Progressività fiscale: il principio dimenticato. Tasse da nababbi, redditi da impiegati

Umberto Baldo
Per completare il discorso iniziato stamattina, a seguito delle osservazioni di qualche lettore, anche se è inusuale, ritengo utile fornire qualche ulteriore precisazione.
Partendo dalla consueta constatazione che in Italia basta poco per sentirsi miliardari.
Non nel portafoglio, intendiamoci, ma nel modo in cui lo Stato ti guarda.
Superi i 2.500 euro al mese? Complimenti: sei ufficialmente un “ricco”.
Benvenuto nel girone dell’aliquota massima, dove ogni euro guadagnato in più evapora quasi per metà sotto forma di tasse, addizionali regionali e comunali, e via cantando.

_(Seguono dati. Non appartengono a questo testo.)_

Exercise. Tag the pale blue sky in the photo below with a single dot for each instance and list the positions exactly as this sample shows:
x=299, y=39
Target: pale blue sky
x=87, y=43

Approfondendo meglio le proposte del nuovo eroe della sinistra italica, la gauche del “anche i ricchi devono piangere”, si scopre che Mandami non intende tassare i patrimoni (cosa che la Governatrice “democratica” dello Stato di New York non gli consentirebbe mai), bensì solo la tassa corrispondente alla nostra “addizionale comunale”, e solo per chi ha un reddito di oltre un milione di dollari l’anno (reddito non patrimonio).
La vera anomalia sta quindi nella nostra Repubblica di Pulcinella, dove con un reddito di 50mila euro lordi (2500 netti), sei già un privilegiato da tosare senza pietà.
Ma badate bene che il problema non è l’aliquota in sé, che è più o meno in linea con il resto del mondo sviluppato, ma da dove la facciamo scattare.
Tanto per dire, negli Stati Uniti il 43% scatta a mezzo milione di dollari, da noi appunto a cinquantamila euro.
Dieci volte meno.
Un’aliquota da Repubblica delle banane, ma applicata ad un Paese del G7.
E già che ci siamo vediamo il confronto con gli altri Paesi del G7.
In Francia la gigliottina del 45% arriva solo oltre i 157mila euro.
In Germania bisogna guadagnarne 260mila per essere considerati “benestanti”.
E nei Paesi anglosassoni — Regno Unito, Giappone, Canada —per i mitici 50mila euro ti chiedono circa il 20%. Meno della metà.
Le aliquote massime in Inghilterra ed in Giappone sono del 45%: ma a Londra scatta oltre i 175mila euro (150mila sterline), a Tokyo oltre 312mila. Il Canada poi è un vero paradiso: lo scaglione massimo è solo del 33% e scatta a 150mila euro.
Negli Stati Uniti, addirittura, con 50mila dollari ti trattano come un medio borghese, e ti chiedono un misero 12%.
Insomma, altrove gli Stati riescono a capire la differenza tra chi galleggia e chi nuota nell’oro. Ma è anche vero che noi siamo l’unico Paese in cui l’economia sommersa vale 180 miliardi l’anno, e metà degli italiani vive sulle spalle dell’altra.
Da noi tutto è piatto: il ceto medio è schiacciato in alto, e i veri ricchi si godono di fatto una “flat tax naturale”, nascosta tra deduzioni, scappatoie e consulenti molto creativi.
Ecco perché prima di parlare di “patrimoniale”, prima di toccare i risparmi di chi già ci ha pagato le tasse dieci volte, una classe politica matura e competente (ed io aggiungerei anche onesta) capirebbe che la strada maestra è quella di riscrivere la curva delle aliquote Irpef.
Che così com’è non risponde più nemmeno al principio della progressività tanto caro alla gauche,
Come abbiamo visto oggi l’Italia è l’unico Paese del G7 in cui la massima aliquota si applica così in basso, ma è anche l’unico Paese dove si paga la stessa percentuale sia che si guadagni 60mila euro e 200mila euro.
Come dicevo non è progressività: è malafede politica ……… è Repubblica di Cialtronia.